You don't need any conditions here. For the statement $x^2 < 0$ to be true (and allowing both real and complex numbers), x must be pure imaginary. If a complex x has some nonzero real part, then its square will also be complex, so can't be compared with zero. Now, if x is pure imaginary, its square is real, but negative, so x can't be equal to 23.

OTOH, if x is real, then $x^2 \ge 0$, so $x^2 < 0$ can't be true in this case.

 

[PeroK]

You don't need any conditions here. For the statement $x^2 < 0$ to be true (and allowing both real and complex numbers), x must be pure imaginary. If a complex x has some nonzero real part, then its square will also be complex, so can't be compared with zero. Now, if x is pure imaginary, its square is real, but negative, so x can't be equal to 23.

OTOH, if x is real, then $x^2 \ge 0$, so $x^2 < 0$ can't be true in this case.

Either way, the implication is, by definition true. The hypothesis can't possibly be true, regardless of whether x is real or complex, so the truth value of the conclusion is irrelevant, making the implication itself true.

$i^2 = -1 < 0$ and $i \ne 23$

 

[Mark44]

$i^2 = -1 < 0$ and $i \ne 23$

You're correct and my logic had a flaw. If x is pure imaginary, then then the implication is false because the hypothesis is true (##i^2 < 0) while the conclusion is false (x = 23). Thank you for the correction. I edited my post but left what I wrote in what you quoted.

 

[PeroK]

Sorry to go on about this, but I think this is interesting. The Wikipedia page has: "if Tokyo is in Spain, then the Eiffel Tower is in Bolivia" as a vacuous truth. But, that doesn't hold by the rules of logic alone. To be logically valid it would need to be "If Tokyo is not in Spain and Tokyo is in Spain, then ...".
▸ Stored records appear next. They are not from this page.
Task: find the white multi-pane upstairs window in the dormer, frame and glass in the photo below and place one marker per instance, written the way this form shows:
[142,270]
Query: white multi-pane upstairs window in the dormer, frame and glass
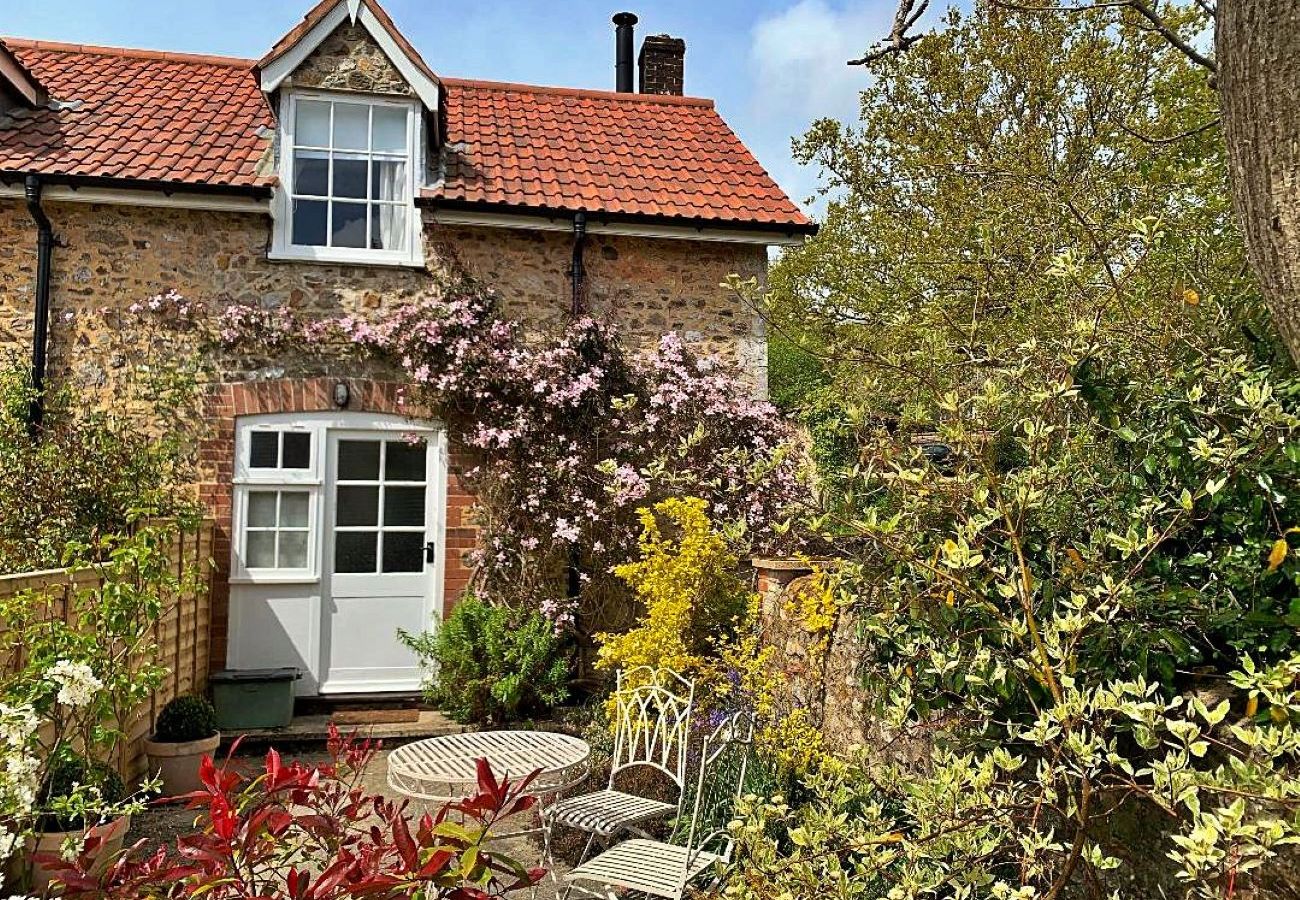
[348,176]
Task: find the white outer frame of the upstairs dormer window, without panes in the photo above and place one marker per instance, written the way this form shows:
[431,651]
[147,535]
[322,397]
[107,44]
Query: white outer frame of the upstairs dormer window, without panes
[283,248]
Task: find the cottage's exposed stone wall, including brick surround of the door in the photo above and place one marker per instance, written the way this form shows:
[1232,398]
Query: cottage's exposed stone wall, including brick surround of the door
[112,257]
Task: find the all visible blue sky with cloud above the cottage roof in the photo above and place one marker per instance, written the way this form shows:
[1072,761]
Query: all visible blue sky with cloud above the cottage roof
[773,66]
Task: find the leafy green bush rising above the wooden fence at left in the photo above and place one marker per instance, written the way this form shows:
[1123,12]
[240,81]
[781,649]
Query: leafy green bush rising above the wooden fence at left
[90,471]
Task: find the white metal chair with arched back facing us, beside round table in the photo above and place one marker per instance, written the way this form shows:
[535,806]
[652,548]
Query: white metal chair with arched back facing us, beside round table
[652,728]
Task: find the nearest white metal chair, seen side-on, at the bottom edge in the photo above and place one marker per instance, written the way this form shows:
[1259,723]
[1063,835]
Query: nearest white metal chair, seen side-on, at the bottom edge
[661,869]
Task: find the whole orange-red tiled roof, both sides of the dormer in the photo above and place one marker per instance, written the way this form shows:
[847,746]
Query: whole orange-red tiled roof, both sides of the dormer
[202,122]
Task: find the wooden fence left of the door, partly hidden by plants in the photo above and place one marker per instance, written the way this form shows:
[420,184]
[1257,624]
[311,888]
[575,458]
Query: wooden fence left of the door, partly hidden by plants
[181,634]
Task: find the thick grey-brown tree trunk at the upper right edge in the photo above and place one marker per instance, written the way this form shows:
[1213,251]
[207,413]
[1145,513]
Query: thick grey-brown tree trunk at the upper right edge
[1258,46]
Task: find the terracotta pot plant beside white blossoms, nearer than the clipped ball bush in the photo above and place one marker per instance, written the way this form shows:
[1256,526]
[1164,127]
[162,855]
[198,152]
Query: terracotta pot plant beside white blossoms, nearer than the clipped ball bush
[79,801]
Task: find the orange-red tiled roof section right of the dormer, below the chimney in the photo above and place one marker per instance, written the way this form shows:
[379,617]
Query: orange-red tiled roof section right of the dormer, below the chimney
[623,154]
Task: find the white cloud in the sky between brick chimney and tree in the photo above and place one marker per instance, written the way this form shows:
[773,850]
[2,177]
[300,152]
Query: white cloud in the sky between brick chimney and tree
[799,64]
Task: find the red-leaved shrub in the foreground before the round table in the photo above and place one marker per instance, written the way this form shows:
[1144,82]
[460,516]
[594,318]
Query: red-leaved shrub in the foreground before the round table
[313,833]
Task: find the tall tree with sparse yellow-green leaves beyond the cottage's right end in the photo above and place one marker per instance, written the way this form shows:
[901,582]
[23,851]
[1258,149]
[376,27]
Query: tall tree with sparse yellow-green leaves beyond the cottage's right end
[981,155]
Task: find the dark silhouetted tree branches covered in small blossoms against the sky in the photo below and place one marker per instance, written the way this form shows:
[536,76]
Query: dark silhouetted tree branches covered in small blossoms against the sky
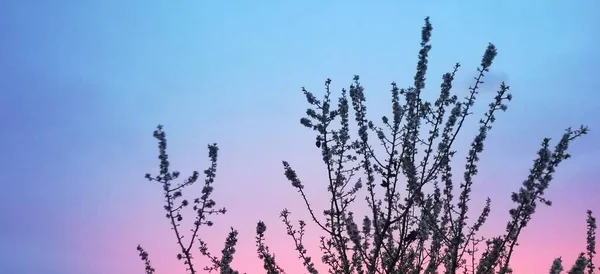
[408,229]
Logic itself is not supposed to depend on whether the statements themselves are true. It's supposed to be self-contained. As far as possible, mathematics is self-contained. This goes back to my original point that it's better to stick to mathematics when explaining this aspect of logic. That goes for my Wimbledon example as well. Although, I Imagine, that will always be true; and I tried to make it self-contained.

Whereas, @phinds example, is highly dependent on current facts. This is not to say it's wrong. But, it does miss the point, IMO, that these logical constructions are supposed to be self-contained.

 

[Paul Colby]

it all boils down to sets. In both cases, $x^2<0$ or my Wimbledon entries, we are choosing from the empty set. That's what makes them logically similar.

So, I look at this and the set $x^2<0$ isn't empty. $2i$ is a member for example.